Federico Fellini fue, junto con François Truffaut, de los escasos grandes autores del cine europeo de la segunda mitad del siglo XX que lograron el aprecio del gran público. Para cuando Fellini estrenó Amarcord, en 1973, ya era sobradamente conocido por títulos como La strada, La dolce vitta, Julieta de los espíritus u Ocho y medio. Sin embargo, Amarcord fue, sin duda, la película más popular de toda su carrera, la más accesible al espectador medio, gracias al enorme derroche de humor y melancolía prendida a cada una de sus secuencias, sin que, por otro lado, el director italiano renunciara a la propia condición de autor, establecida aquí tanto a través de la mirada con la que repasa los selectivos recuerdos de su infancia y juventud -junto a la incisiva y caricaturesca representación de la Italia fascista de los años 30-, como del marco escénico en que son recreados, ya sean de corte histórico, onírico o meramente cómicos. Amarcord es un canto a la vida, a la memoria compartida, con banda sonora de Nino Rota, por supuesto.


Amarcord carece de línea argumental y, en este sentido, es fiel a su propio título, a su significado: "Me acuerdo", ya que la película es la sucesión y acumulación de vivencias, anécdotas, sucesos... originados en una pequeña población costera italiana, Borgo (que, en realidad, representa a la ciudad natal de Fellini, Rimini). La cámara, pues, se limita a poner en escena cada uno de los hechos que surgen de la memoria del narrador, sin necesidad de que estén concatenados uno con otros. Hay un marco espacio temporal concreto, el de la ciudad citada y el año que transcurre desde la llegada de una primavera a otra; hay una familia que se erige como el eje protagonista de buena parte de los acontecimientos; pero, más aún, hay una galería de personajes memorables y reconocibles, marcados a su vez por las circunstancias socio políticas que les rodean. La Gradisca (la mujer más atractiva del pueblo, que sueña con las estrellas del cine y con casarse con un príncipe), la Volpina (la prostituta), el cura, el director del colegio, los alumnos, el abogado  (la única persona culta del lugar, empeñado en hacer patente la riqueza monumental e histórica de la ciudad, frente al desinterés de sus propios vecinos), el oficial albañil (cuya ideología comunista obliga a su familia a impedirle salir de casa cuando la parafernalia fascista se adueña de la plaza principal), el barbero, el vendedor ambulante, el tonto, el mendigo...
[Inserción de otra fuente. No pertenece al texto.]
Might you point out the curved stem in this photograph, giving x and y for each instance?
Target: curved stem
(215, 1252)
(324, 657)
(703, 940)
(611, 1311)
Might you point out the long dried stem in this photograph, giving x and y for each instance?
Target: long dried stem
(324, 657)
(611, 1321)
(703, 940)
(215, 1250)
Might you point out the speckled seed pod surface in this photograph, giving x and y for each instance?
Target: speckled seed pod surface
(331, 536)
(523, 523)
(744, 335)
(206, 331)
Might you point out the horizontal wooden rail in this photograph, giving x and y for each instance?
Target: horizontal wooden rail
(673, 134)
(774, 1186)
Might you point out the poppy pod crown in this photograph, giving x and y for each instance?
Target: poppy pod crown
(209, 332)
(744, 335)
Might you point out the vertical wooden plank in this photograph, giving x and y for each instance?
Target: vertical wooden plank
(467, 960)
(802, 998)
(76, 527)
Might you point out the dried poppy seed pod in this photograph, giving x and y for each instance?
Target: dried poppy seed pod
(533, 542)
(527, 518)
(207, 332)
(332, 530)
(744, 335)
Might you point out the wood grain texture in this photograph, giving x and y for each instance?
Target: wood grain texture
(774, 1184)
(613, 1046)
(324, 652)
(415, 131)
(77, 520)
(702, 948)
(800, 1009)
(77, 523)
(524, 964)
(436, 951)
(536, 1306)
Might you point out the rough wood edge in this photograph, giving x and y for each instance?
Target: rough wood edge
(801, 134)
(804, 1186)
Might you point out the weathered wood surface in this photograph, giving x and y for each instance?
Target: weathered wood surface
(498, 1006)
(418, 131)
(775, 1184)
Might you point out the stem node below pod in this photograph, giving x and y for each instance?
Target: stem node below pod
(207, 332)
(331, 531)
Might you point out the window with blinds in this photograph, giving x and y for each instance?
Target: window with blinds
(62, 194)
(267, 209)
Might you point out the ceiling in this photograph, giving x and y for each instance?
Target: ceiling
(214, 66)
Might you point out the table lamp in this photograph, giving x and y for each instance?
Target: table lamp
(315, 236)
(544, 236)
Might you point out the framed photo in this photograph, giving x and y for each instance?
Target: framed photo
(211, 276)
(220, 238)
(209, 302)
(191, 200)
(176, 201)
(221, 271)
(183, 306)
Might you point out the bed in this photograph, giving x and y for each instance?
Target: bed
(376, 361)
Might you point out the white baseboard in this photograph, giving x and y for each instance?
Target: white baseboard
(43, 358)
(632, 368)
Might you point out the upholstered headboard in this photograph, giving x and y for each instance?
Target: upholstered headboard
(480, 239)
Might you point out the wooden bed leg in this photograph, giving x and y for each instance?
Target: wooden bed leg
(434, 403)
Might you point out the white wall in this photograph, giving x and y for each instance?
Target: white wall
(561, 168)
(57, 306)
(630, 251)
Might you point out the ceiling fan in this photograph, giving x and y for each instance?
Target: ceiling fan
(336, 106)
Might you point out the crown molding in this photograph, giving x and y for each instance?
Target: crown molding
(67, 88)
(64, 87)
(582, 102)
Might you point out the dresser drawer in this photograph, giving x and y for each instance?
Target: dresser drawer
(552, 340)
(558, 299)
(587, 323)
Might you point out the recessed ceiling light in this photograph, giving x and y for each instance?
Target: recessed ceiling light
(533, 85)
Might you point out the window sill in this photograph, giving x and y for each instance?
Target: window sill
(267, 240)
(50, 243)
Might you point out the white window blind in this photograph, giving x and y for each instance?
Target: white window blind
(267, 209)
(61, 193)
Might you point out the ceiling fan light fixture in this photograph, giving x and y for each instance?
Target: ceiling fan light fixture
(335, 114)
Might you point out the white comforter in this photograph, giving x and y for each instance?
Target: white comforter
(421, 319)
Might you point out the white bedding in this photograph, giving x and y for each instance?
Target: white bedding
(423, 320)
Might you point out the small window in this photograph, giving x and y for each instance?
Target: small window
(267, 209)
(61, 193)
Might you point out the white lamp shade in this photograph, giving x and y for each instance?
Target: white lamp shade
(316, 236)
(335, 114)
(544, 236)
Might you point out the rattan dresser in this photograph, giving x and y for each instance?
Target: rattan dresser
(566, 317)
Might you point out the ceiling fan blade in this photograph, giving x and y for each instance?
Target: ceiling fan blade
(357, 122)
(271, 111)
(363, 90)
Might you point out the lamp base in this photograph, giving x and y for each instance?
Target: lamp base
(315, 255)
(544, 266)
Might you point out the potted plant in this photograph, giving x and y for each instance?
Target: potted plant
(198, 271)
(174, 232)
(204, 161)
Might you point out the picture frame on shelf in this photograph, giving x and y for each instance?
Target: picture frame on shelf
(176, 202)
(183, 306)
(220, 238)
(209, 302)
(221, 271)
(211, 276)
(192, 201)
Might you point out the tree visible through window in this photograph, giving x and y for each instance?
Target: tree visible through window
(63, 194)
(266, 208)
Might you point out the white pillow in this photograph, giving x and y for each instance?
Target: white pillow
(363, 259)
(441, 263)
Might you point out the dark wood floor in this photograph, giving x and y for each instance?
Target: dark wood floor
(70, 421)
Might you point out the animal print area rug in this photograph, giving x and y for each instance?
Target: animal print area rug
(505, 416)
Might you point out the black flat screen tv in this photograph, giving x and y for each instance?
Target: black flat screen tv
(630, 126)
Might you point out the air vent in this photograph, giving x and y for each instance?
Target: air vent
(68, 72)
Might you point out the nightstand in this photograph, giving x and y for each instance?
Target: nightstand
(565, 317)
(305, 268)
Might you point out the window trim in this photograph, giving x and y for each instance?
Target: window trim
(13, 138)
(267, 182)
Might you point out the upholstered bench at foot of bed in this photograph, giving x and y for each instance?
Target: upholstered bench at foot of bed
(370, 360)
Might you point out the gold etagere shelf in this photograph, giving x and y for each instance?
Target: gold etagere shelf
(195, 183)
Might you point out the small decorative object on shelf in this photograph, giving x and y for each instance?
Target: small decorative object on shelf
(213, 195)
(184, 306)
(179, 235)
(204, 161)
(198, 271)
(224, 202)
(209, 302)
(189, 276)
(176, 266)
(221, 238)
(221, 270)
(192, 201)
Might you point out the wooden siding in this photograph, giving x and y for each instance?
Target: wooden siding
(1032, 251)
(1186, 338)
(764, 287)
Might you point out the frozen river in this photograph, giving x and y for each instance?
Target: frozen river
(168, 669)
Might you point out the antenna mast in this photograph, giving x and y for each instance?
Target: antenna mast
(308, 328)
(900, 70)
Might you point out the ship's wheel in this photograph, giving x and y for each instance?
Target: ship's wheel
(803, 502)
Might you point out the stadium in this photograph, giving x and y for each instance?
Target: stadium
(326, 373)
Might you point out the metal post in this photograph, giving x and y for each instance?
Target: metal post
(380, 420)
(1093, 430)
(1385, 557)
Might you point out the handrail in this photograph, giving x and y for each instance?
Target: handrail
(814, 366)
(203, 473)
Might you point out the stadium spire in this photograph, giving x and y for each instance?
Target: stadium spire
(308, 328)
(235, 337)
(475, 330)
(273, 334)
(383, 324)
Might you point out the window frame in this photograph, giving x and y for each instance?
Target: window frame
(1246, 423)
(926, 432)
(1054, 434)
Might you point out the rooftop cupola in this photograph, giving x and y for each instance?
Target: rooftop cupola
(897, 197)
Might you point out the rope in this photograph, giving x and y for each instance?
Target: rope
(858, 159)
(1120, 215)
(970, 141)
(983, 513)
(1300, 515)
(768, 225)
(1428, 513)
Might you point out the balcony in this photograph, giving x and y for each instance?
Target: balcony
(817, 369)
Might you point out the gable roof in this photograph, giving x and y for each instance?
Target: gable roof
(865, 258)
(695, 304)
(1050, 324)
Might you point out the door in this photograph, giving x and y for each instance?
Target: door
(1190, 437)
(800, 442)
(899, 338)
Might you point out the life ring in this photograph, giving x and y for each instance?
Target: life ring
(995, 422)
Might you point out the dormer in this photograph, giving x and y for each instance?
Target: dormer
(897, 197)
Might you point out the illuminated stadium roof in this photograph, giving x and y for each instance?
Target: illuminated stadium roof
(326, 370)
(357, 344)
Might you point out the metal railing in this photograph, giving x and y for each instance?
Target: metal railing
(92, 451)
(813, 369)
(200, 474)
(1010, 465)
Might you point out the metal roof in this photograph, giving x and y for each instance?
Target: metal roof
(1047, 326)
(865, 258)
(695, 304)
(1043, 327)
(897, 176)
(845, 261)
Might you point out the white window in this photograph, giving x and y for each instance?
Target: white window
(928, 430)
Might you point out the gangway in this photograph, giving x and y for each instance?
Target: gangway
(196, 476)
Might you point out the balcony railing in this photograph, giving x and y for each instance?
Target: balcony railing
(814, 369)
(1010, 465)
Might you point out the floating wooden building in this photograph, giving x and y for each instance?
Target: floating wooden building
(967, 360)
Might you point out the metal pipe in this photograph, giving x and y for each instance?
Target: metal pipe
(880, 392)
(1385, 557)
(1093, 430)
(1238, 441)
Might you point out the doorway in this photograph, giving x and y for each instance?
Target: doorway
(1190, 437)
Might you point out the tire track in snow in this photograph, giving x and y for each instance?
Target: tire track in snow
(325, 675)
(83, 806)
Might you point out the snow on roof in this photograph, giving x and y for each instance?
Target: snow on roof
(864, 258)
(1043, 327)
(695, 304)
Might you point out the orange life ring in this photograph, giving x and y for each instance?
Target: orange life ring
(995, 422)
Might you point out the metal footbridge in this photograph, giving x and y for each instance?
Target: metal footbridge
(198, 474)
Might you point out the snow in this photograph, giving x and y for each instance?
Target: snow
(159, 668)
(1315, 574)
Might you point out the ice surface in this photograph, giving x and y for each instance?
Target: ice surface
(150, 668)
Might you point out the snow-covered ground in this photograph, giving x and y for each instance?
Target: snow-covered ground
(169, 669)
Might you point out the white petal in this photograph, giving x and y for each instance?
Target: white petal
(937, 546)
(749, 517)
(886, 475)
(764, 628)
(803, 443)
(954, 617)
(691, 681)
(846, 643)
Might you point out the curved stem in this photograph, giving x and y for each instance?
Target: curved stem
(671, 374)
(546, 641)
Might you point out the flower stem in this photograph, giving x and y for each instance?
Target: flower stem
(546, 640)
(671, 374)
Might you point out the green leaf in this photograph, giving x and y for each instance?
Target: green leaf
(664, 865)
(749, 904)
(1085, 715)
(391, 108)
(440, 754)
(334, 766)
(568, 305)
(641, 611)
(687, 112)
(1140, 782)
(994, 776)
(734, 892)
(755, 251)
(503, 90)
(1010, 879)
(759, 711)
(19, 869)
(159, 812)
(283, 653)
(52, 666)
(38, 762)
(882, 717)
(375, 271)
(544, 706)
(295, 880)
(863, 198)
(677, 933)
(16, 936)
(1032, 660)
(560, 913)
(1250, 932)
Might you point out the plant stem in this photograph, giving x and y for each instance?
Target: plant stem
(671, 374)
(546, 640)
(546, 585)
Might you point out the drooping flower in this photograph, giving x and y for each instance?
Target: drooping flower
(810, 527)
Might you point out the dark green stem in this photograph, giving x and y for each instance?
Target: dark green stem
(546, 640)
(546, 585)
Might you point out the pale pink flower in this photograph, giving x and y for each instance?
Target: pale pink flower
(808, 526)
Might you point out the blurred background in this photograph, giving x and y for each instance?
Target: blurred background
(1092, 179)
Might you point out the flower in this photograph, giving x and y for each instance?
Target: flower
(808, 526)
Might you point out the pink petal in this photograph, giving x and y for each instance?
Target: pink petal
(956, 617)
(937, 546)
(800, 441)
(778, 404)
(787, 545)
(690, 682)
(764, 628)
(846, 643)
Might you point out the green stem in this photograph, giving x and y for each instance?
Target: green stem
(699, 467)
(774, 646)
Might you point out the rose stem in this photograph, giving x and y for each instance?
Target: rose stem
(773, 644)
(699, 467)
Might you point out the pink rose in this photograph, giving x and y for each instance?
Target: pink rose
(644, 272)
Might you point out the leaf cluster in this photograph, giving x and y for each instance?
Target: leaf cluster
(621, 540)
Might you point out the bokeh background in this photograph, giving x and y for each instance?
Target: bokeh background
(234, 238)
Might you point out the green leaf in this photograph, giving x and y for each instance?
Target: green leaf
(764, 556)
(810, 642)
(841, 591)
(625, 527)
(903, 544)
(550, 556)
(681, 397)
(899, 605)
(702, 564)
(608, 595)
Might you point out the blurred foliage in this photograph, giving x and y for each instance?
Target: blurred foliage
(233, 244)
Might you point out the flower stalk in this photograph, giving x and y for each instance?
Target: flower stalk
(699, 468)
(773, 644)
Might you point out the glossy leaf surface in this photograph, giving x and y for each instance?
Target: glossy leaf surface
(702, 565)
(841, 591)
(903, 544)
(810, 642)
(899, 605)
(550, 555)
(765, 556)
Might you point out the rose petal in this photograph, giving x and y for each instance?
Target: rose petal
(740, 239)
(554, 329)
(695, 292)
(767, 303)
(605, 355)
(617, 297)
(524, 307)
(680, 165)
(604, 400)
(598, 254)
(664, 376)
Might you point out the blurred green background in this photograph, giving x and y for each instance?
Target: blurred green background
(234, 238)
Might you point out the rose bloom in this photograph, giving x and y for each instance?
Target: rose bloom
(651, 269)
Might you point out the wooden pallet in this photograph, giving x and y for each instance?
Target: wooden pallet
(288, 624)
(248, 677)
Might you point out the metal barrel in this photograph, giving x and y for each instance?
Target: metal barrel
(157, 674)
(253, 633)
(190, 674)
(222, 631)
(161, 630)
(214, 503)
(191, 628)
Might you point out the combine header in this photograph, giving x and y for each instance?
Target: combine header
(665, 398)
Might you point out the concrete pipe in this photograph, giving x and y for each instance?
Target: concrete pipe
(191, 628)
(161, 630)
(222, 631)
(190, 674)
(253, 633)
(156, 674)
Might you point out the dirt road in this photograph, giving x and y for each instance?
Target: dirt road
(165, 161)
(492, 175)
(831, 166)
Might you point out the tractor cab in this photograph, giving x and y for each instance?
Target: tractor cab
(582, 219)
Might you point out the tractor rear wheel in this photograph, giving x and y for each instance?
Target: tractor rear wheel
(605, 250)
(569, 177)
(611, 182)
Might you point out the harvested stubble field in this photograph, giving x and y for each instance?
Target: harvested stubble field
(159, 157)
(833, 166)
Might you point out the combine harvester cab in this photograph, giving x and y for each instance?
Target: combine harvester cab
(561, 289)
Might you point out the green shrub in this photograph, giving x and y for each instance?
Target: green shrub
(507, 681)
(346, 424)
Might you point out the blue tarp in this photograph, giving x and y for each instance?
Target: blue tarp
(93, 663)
Además de la galería de seres que pueblan cada uno de los recuerdos, la película se crece con secuencias antológicas, desde el emblemático e inolvidable achuchón del adolescente calenturiento con la estanquera tetona, hasta la magistral puesta en escena del encuentro del pueblo, mar adentro, con el transatlántico Rex, a bordo de barcazas e hidropedales. A éstas hay que añadir la secuencia del almuerzo en la finca, culminada con el ascenso del tío loco de la familia a la copa de un árbol desde donde no para de gritar "¡Voglio una donna! ¡Voglio una donna!" ("quiero una mujer"); el himno de la Internacional, que suena desde un fonógrafo instalado en el campanario de la iglesia y que termina derribado a tiros por los oficiales de Mussolinni que se encuentran en el pueblo; la nevada en pleno verano; y la escena del baquete de boda con que termina la película y que recuerda a otros grandes momentos de la filmografía del propio Fellini.

Pero, independientemente de cada una de esas historias y anécdotas, la película posee una serie de valores que son los que constituyen su grandeza. En primer lugar, su enorme sentido del humor, la comicidad magistral de muchas secuencias (los cuatro adolescentes mansturbándose dentro de un coche gritando en voz alta los nombres de las mujeres en las que piensan hasta que uno reprende a los demás por citar el de la chica que le gusta a él), y, por supuesto, la capacidad de Fellini para hacer trascender ese enorme fresco social y revelarnos la dimensión emocional y diferencial que supone reivindicar el recuerdo como seña de identidad y de humanidad, aunque ese mismo recuerdo haya sido alterado con el paso del tiempo.